—¿Dónde se atiende?
Dibujo: Chachi Verona
—¿Dónde se atiende?
—En el Centro de Salud Casals, con la doctora F.
—¿Y su nene?
—Allí mismo, con la doctora M.
—¿Y su marido?
—No, él no se atiende.
—¿Cómo que no se atiende? ¿No se enferma?
—No, él cuando se enferma va al hospital.
La señora en cuestión, a la que le hacía una serie de preguntas para completar el formulario de un programa social en la periferia de Rosario, me daba datos inequívocos. Toda su familia se atendía de manera preventiva o aguda con diferentes profesionales en la misma institución, pero su marido no. “Solo cuando se enferma”, “cuando se rompe”, pensé. ¿Para este buen señor ir al médico de manera preventiva es una pérdida de tiempo?. Si a nuestro auto lo tratáramos del mismo modo le quitaríamos mucha vida útil, ¿no?

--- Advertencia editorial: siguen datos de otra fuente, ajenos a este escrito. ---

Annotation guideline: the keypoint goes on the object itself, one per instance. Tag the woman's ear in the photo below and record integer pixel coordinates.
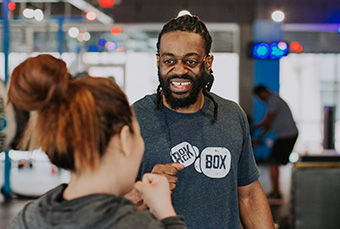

Comparando el cuidado con el cuerpo de la mujer y las políticas de Estado asociadas a esos cuidados, resulta notoria la diferencia que se hace con respecto a los varones. Desde la primera menstruación, las mujeres tienen establecidas rutinas de análisis y diversos controles preventivos sobre su sexualidad. Pero por el lado de los varones, sólo después de los cuarenta o cincuenta años de edad, se ha instalado una exigencia, que a veces viene de la mano de algunos comentarios cargados de humor sutil, por la presunción de algún problema prostático.
¿Podemos pensar que las mujeres se someten a esos controles o bien afirmar que son acompañadas por determinadas políticas de Estado? Es decir, un cuidado que también tiene su contracara siniestra de la vigilancia, como así también es cierto que las mujeres han desarrollado una red de cuidados entre madres, hijas, amigas, todas sororas a la hora de cuidarse. ¿Y con los varones que ocurre? ¿Son dejados en libertad por el Estado o bien son abandonados a la buena de Dios? Y acá me quiero detener, en este interesante sexismo que implica esta diferenciación. A los varones se los cría con una cierta ceguera interior acerca de su propia salud (tal vez las nuevas generaciones desarrollen una conciencia superior al respecto). Pero los muchachos hemos crecido y aprendido estas durezas, a no quejarnos, a ocultar nuestros dolores y sufrimientos porque ésos son signos de debilidad. Barremos toda una vida estas señales debajo de una alfombra, que cuando queremos limpiar es muy tarde. Por eso, tal vez los varones vivamos menos que las mujeres. Y ni hablar de la calidad de vida.
El modelo de varón patriarcal y machista se convierte en un boomerang, porque toda la dureza y la arrogancia con que se pretende blindar al varoncito desde pequeño se vuelve en su contra. Pero lo que me parece grave es que el Estado también se hace eco de esta sordera, definiendo una política sexista. Es hora que desde la educación, cambiando estereotipos, los varones comencemos a registrar lo que pasa en nuestro cuerpo, construyendo una mirada que no le tenga miedo a la falla y no esquivar al dolor. Lo peor es tapar el dolor. Tengamos presente que la farmacología que se ofrece tanto en la farmacia de la esquina y como en los medios masivos de comunicación te alienta a que el dolor pare, pero vos no. Tan de la mano del exceso de positividad evidenciada por Byung-Chul Han en La sociedad del cansancio, donde el “yo debo” ha mutado por el “yo puedo”. Gran artificio neoliberal a la hora de concebir los modos de producción: la exigencia. En este sentido, la deconstrucción tiene un aspecto genérico pero además hay que tener en cuenta otro cultural, a la hora de pensar los modos de producción instalados en nuestra sociedad.